Mieterproteste: Gewobag kündigt nach Modernisierung der Knaackstraße 60-68 deutlich mehr Miete an.

Sie heißen Ingeborg und Josef Sobolik, Sigrid Gabel, Erika Hellebrandt, Hans Gasior, Doreen D’Orville, Alexey Tonkikh – und sie sind in der Knaackstraße 60-68 zu Hause. Manche von ihnen, wie die Soboliks, schon seit mehr als 50 Jahren. Sie wohnen zu moderaten Mieten in einem der letzten unsanierten Häuser, mit Gasheizung und Kohleöfen, nahe am eher grün-bürgerlichen Kollwitzplatz – der als Milieuschutzgebiet jedoch auch Sozialmieten verpflichtet ist. Seit Monaten schlafen sie schlecht. Denn sie haben Angst, dass exorbitante Mietsteigerungen infolge einer aufwändigen Modernisierung ihre schmalen Renten und Einkommen auffressen und sie aus ihrem Zuhause verdrängen. Ihre Mieten würden um 60 bis 110 Prozent steigen. Sie wehren sich öffentlich gegen das teure Vorhaben der Gewobag und sagen: „Das ist unser Haus!“

Heftiger Streit

Die Gewobag plant hier eine umfangreiche Fassadendämmung, Bäder sollen saniert werden, ein Blockheizkraftwerk soll die zentrale Wärmeversorgung sichern. Besonders um die Dämmung ist ein heftiger Streit entbrannt. Für mehr als eine Million Euro sollen 4.000 Quadratmeter Fassade wetterfest gemacht werden; 268 Euro pro Quadratmeter. Die Mieter zweifeln Fläche und Summe an. „Jahrzehnte ist hier nix passiert. Nun soll eine dicke und teure Dämmung die Versäumnisse kaschieren und als Modernisierung auf uns Mieter umgelegt werden“, empört sich Doreen D’Orville.
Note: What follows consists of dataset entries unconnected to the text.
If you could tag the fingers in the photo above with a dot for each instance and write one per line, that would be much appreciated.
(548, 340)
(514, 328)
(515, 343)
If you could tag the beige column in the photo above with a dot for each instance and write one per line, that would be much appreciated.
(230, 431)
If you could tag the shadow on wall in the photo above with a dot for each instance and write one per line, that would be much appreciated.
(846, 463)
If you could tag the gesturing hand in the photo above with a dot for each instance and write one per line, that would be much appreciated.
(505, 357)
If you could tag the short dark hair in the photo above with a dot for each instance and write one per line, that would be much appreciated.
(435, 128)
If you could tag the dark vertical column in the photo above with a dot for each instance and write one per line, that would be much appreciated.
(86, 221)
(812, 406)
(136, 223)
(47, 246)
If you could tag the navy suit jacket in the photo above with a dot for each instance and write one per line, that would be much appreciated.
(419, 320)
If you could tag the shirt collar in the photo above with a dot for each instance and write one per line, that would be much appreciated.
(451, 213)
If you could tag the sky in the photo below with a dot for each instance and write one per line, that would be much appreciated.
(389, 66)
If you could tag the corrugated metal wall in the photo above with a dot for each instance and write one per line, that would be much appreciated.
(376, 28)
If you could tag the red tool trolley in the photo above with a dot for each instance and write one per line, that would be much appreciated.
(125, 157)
Nach eingeholtem Expertenrat sei das Ganze zudem unökonomisch. Die damit bewirkte Energieeinsparung decke nicht die Kosten. Wie die anderen, fordert sie eine seriöse Kalkulation und Kostentransparenz. Die Gewobag hält entgegen, dass sie als landeseigenes Unternehmen verpflichtet sei, zu modernisieren. „Dabei halten wir uns strikt an die gesetzlichen Bestimmungen und das Vereinbarte im ‚Bündnis für soziale Wohnungspolitik‘“, bekräftigt Pressesprecherin Dr. Gabriele Mittag. So werde die maximale Kaltmiete nach der Modernisierung auf die ortsübliche Vergleichsmiete begrenzt; die Kosten würden zu maximal neun Prozent auf die Bewohner umgelegt; Härtefälle würden mit einer niedrigeren Belastung berücksichtigt. Mitte Juni stellte die Gewobag laut Energiesparverordnung einen Antrag auf Verzicht der Fassadendämmung und wartet auf das Ergebnis.

Antrag erwartet

Die Pankower SPD-Fraktion fordert eine sozialverträgliche Lösung. „Kein Mieter darf verdrängt werden. Die Gewobag muss prüfen, ob diese umfangreichen Maßnahmen überhaupt nötig sind. Hier ist das Bezirksamt in der Pflicht“, sagt Roland Schröder (SPD), Vorsitzender des Stadtentwicklungsausschusses. Am 13. Juli wird sich die BVV mit einem SPD-Antrag dazu beschäftigen.